Ein Schiedsgutachten ist ein Instrument zur außergerichtlichen Streitbeilegung, das auch und insbesondere im Baurecht Anwendung findet. Es dient dazu, technische oder fachliche Fragen durch einen neutralen Sachverständigen klären zu lassen. Die Parteien eines Bauvertrags einigen sich darauf, die Entscheidung über eine strittige Angelegenheit nach einem Schiedsgutachten verbindlich anzuerkennen. Dies ist vor allem bei Meinungsverschiedenheiten über Qualitätsstandards, Mängel oder die Ausführung von Bauleistungen der Fall, wenn ein Rechtsstreit vermieden werden soll.

Die rechtliche Grundlage für das Schiedsgutachten findet sich in den §§ 317 bis 319 des Bürgerlichen Gesetzbuches (BGB). Diese Regelungen betreffen die Bestimmung der Leistung durch Dritte und sind auf das Schiedsgutachten anwendbar. Die Parteien vereinbaren vertraglich, dass eine bestimmte Streitfrage durch einen Sachverständigen geklärt wird und wählen gemeinsam einen oder mehrere unabhängige Sachverständige mit entsprechender Fachkompetenz. Der Sachverständige prüft die Streitfrage und erstellt ein Gutachten. Dabei können Begehungen, Untersuchungen und die Einholung weiterer Expertisen notwendig sein. Das Gutachten ist für die Parteien verbindlich, es sei denn, es stellt sich als offensichtlich unrichtig heraus oder es wurden wesentliche Verfahrensvorschriften verletzt.

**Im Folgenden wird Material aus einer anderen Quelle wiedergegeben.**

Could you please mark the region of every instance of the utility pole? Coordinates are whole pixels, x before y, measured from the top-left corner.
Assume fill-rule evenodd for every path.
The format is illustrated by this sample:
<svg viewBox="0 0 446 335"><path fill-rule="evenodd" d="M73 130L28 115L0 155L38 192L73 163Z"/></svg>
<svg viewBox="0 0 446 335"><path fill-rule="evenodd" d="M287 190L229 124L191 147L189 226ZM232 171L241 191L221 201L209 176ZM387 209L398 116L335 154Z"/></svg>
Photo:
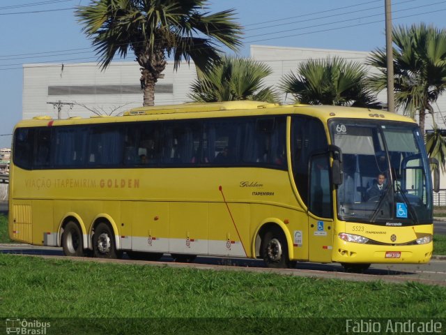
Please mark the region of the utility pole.
<svg viewBox="0 0 446 335"><path fill-rule="evenodd" d="M64 105L69 105L70 109L71 110L72 108L72 105L73 105L71 103L63 103L60 100L57 102L48 102L47 103L48 105L52 105L53 108L57 107L57 119L58 120L61 119L61 112L62 112L62 106L63 106Z"/></svg>
<svg viewBox="0 0 446 335"><path fill-rule="evenodd" d="M385 54L387 61L387 110L395 112L393 73L393 43L392 40L392 0L385 0Z"/></svg>

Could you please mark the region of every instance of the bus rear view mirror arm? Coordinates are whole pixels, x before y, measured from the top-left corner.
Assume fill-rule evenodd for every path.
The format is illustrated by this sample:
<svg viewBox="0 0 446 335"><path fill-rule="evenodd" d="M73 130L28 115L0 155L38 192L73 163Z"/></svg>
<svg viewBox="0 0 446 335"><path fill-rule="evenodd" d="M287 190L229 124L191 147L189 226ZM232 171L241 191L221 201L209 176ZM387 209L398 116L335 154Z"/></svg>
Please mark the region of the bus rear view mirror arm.
<svg viewBox="0 0 446 335"><path fill-rule="evenodd" d="M332 181L334 185L341 185L343 181L342 151L336 145L330 144L328 151L333 155L332 167Z"/></svg>
<svg viewBox="0 0 446 335"><path fill-rule="evenodd" d="M438 193L440 191L440 164L436 158L430 158L429 163L436 165L433 168L433 191Z"/></svg>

Im Baurecht wird das Schiedsgutachten häufig in Situationen wie Qualitätsstreitigkeiten, Mängelbewertungen und Nachtragsforderungen eingesetzt. Bei Differenzen über die Ausführung und Qualität von Bauleistungen, zur Klärung, ob und in welchem Umfang Mängel an einem Bauwerk bestehen oder bei Unstimmigkeiten über die Berechtigung und Höhe von Nachtragsforderungen, kann ein Schiedsgutachten entscheidend sein.

Es bietet mehrere Vorteile, durch ein Schiedsgutachten ein gerichtliches Verfahren zu umgehen. Es ermöglicht schnellere Verfahren als Gerichtsprozesse, senkt die Verfahrenskosten und Entscheidungen werden von sachkundigen Experten getroffen, was zu einer verbindlichen Klärung der Streitfrage führt. Es gibt jedoch auch Nachteile. Die Bindung an das Gutachten bleibt bestehen, selbst wenn es unter Umständen unrichtig ist, und die Kosten des Sachverständigen müssen von den Parteien getragen werden. Außerdem hängt die Qualität des Gutachtens maßgeblich von der Fachkenntnis und Unparteilichkeit des Sachverständigen ab.

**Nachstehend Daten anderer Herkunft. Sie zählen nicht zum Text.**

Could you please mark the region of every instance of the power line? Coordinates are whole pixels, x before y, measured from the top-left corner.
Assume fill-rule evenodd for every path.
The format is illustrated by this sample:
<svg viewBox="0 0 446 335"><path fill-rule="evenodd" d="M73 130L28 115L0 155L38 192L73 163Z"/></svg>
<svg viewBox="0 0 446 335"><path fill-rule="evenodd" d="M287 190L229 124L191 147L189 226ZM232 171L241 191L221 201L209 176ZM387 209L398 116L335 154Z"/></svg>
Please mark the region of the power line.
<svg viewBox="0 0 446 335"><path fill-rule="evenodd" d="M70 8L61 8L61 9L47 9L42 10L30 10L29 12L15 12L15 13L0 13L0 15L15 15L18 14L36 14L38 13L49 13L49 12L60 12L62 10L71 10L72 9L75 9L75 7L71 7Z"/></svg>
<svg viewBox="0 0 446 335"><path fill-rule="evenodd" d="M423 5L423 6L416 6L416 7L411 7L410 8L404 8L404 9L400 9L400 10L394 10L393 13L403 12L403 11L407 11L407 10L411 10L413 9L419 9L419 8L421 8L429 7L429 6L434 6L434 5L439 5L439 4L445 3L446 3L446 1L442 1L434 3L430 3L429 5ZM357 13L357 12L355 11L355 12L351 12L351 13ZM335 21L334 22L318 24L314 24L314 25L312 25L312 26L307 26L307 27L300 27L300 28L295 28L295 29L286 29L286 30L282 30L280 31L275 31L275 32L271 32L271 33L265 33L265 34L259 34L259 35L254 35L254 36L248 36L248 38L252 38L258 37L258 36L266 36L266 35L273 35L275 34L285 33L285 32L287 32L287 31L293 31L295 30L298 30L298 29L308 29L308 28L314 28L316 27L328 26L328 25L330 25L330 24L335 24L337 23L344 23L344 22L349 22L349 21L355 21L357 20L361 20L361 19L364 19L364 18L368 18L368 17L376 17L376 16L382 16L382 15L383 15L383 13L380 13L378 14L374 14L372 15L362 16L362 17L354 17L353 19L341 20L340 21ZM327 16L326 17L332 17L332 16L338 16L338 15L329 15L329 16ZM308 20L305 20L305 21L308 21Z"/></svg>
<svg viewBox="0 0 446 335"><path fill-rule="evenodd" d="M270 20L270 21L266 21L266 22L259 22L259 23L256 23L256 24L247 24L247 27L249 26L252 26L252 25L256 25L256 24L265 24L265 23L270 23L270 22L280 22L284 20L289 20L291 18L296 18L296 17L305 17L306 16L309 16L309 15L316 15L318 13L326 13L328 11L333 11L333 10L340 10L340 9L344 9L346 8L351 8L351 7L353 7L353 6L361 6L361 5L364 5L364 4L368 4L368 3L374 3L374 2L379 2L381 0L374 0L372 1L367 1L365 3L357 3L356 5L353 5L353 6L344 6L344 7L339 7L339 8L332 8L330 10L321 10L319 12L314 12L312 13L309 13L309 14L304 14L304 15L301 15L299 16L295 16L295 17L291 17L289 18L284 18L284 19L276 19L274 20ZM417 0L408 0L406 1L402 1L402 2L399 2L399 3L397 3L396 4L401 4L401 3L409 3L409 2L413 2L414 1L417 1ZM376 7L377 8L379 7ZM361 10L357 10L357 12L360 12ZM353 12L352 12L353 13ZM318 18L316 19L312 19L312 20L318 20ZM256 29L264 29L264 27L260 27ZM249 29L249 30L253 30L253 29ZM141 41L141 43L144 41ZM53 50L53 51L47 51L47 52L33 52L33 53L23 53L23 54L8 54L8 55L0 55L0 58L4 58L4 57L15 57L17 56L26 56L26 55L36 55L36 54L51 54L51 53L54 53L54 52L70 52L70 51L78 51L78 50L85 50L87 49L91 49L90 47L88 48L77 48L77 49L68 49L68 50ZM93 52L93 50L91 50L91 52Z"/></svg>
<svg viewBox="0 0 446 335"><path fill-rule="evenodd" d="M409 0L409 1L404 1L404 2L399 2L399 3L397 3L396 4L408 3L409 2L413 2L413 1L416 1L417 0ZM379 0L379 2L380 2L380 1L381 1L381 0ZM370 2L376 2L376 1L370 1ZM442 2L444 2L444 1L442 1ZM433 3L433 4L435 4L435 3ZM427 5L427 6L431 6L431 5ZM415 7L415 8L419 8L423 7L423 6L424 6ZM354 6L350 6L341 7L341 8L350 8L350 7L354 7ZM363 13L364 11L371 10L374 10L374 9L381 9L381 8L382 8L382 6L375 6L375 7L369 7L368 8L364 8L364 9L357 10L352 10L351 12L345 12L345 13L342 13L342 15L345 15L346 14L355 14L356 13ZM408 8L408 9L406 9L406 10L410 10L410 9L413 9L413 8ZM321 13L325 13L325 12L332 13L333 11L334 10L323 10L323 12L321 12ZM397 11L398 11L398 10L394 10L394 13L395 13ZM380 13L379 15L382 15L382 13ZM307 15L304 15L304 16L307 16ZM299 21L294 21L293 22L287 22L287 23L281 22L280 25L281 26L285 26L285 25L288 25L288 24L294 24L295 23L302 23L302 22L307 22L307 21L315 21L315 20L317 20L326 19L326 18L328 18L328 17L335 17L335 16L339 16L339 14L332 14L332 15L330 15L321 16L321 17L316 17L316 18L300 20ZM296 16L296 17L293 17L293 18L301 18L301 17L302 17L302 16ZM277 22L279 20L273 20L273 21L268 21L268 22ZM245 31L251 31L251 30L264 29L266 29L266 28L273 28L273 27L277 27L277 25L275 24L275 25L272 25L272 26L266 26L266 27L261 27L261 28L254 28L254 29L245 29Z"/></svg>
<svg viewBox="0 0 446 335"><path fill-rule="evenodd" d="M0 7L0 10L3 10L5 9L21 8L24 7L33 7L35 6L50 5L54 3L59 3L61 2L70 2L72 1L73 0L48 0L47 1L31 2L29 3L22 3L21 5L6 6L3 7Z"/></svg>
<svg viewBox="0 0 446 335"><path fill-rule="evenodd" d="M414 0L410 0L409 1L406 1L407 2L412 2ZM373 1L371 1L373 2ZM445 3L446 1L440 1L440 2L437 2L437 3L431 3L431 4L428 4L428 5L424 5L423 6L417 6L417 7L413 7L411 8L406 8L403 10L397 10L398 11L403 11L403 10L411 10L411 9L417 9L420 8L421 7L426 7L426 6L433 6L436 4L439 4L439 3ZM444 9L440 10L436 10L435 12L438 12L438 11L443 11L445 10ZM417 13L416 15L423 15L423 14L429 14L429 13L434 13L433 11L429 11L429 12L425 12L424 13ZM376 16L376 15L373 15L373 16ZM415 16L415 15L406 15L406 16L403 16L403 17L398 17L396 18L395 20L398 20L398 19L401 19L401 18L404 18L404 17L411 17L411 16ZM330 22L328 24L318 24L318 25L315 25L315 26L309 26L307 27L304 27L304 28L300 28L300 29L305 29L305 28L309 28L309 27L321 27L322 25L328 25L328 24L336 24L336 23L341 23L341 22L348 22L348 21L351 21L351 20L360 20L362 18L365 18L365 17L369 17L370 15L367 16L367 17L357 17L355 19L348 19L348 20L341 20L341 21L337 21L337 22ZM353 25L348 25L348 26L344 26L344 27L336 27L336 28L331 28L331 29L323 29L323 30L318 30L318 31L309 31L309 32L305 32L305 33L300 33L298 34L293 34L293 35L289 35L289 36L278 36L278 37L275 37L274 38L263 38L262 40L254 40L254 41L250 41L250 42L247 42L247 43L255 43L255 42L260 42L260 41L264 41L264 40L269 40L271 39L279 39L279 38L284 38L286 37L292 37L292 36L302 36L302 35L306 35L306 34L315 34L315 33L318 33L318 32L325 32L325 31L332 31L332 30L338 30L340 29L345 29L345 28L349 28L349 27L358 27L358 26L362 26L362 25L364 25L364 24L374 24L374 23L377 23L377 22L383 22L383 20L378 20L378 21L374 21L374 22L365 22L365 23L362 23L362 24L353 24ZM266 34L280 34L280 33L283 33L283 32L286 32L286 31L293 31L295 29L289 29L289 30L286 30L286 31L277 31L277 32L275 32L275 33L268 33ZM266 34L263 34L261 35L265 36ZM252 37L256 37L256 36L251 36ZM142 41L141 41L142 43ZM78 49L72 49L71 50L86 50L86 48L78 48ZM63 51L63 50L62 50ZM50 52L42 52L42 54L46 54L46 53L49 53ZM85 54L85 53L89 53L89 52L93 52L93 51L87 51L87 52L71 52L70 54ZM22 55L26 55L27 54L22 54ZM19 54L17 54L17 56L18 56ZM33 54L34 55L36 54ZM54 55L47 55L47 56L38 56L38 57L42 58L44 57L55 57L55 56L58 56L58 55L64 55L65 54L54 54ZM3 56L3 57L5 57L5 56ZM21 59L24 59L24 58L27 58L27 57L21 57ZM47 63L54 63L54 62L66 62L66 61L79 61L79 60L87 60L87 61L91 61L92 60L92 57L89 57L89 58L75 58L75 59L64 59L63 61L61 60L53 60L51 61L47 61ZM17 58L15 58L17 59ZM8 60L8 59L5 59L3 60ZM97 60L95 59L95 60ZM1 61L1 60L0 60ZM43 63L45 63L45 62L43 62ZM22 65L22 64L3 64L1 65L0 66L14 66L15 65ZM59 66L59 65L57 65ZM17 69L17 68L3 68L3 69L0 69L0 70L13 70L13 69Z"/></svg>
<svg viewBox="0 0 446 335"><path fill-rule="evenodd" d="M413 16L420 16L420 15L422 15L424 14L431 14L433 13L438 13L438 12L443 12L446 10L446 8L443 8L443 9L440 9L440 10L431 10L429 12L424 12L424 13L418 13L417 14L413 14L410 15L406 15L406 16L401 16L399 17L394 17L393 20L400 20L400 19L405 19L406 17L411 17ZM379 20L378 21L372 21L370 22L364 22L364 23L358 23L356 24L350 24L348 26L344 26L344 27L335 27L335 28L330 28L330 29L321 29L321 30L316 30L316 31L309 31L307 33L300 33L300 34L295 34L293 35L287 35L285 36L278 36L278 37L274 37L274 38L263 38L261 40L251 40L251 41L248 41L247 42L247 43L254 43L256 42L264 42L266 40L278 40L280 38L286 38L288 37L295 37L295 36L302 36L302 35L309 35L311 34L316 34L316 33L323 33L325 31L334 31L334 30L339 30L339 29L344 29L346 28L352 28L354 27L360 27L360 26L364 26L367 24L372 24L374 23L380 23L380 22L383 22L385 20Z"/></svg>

Schiedsgutachten: Alternative zum Schiedsgericht

Das Schiedsgutachten und das Schiedsgericht unterscheiden sich, obwohl beide der außergerichtlichen Streitbeilegung dienen. Das Schiedsgutachten klärt technische oder fachliche Fragen, während ein Schiedsgericht rechtliche Streitigkeiten entscheidet. Ein Schiedsgutachten wird von einem Sachverständigen erstellt, während ein Schiedsverfahren formeller ist und von Schiedsrichtern ähnlich einem Gerichtsprozess durchgeführt wird. Ein Schiedsspruch kann nur unter engen Voraussetzungen angefochten werden, ein Schiedsgutachten hingegen bei offensichtlicher Unrichtigkeit oder Verfahrensfehlern. Die Beziehung zum Schiedsgericht zeigt, dass es sich hierbei um unterschiedliche, aber ergänzende Instrumente der außergerichtlichen Streitbeilegung handelt.